# Solution to system of non linear equations

what is the best way to solve this system of equations:

$$ax^2 +by^2-2y=0$$ $$axy+byz-z=0$$ $$ay^2+bz^2-c=0$$ Solve for x,y,z where a,b,c are constants.

• Are you sure of the second equation ? Commented May 2, 2016 at 8:10
• "best way" in what sense ?
– user65203
Commented May 2, 2016 at 8:11
• @ClaudeLeibovici sorry made a typo. Edited.
– saak
Commented May 2, 2016 at 8:11
• @YvesDaoust Easiest. Also would best great to know if there is procedure to approach such problems.
– saak
Commented May 2, 2016 at 8:12

Extract $y$ from the second equation to get $$y=\frac{z}{a x+b z}$$ Plug in the third equation which is a quadratic in $x$; the solutions are $$x_{\pm}=\frac{\pm\sqrt{a^3 c z^2-a^3 b z^4}-a b^2 z^3+a b c z}{a^2( b z^2- c)}$$ You are left with a nasty equation in $z$ using the first equation.

I suppose that you have four sets of solutions.

Have fun !

From the second equation,

$$x=\frac{1-by}{ay}z.$$

Plug this in the first,

$$\frac{(1-by)^2}{ay^2}z^2+by^2-2y=0.$$

Then you can eliminate $z^2$ with the third, giving

$$\frac{ay^2(2y-by^2)}{(1-by)^2}=\frac{c-ay^2}b,$$ and by magic the equation simplifies to $$(a-cb^2)y^2+2bcy-c=0.$$

Now the problem has turned to the resolution of a quadratic equation in a single unknown. There are at most two real solutions in $y$. $z$ and $x$ easily follow from $y$, for a total of four distinct solution sets.

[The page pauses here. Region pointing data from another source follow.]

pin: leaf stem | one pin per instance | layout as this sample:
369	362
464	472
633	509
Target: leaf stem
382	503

Generally speaking, you can address such problems by putting the system in a triangular form, leading to higher degree univariate polynomials. (The degree reflects the number of possible solutions.) Good root-finding numerical methods are available.

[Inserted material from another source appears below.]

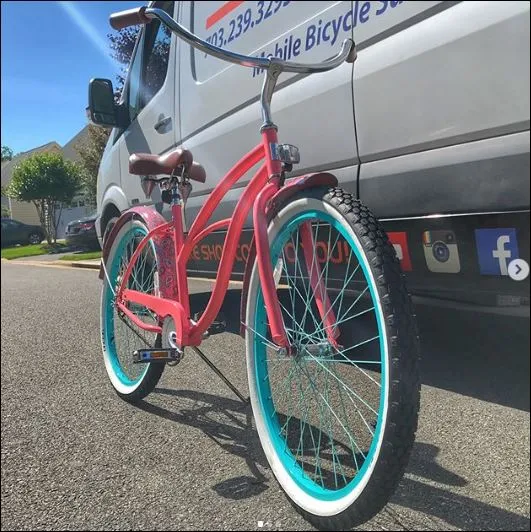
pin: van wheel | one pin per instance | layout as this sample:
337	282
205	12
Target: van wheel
108	228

There are systematic approaches (involving Gröbner bases), https://en.wikipedia.org/wiki/System_of_polynomial_equations, but this remains a difficult topic.

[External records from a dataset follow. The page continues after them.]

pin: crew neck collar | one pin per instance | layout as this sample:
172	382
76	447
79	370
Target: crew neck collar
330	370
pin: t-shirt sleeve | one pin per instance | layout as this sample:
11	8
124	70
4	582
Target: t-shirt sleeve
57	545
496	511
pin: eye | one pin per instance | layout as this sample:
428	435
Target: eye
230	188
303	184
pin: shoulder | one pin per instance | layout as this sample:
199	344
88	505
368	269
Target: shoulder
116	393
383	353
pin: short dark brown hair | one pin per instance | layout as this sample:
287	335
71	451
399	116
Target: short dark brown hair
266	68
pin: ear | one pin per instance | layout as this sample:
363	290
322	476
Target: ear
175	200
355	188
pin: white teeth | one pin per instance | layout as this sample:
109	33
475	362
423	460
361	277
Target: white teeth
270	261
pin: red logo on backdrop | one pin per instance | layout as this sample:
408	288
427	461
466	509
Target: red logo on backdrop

• Shouldn't it be (c-ay^2)/b when we substitute z^2?
– saak
Commented May 2, 2016 at 8:52
• @Akhilesh1990: quite right. I am fixing the typo.
– user65203
Commented May 2, 2016 at 8:55
• Much better than my junk ! Commented May 2, 2016 at 8:55
• Thank you so much! this was very helpful. @YvesDaoust
– saak
Commented May 2, 2016 at 9:01
• @ClaudeLeibovici: yep, leaving radicals called for trouble. And then it turns out that the problem is quite tractable :)
– user65203
Commented May 2, 2016 at 9:02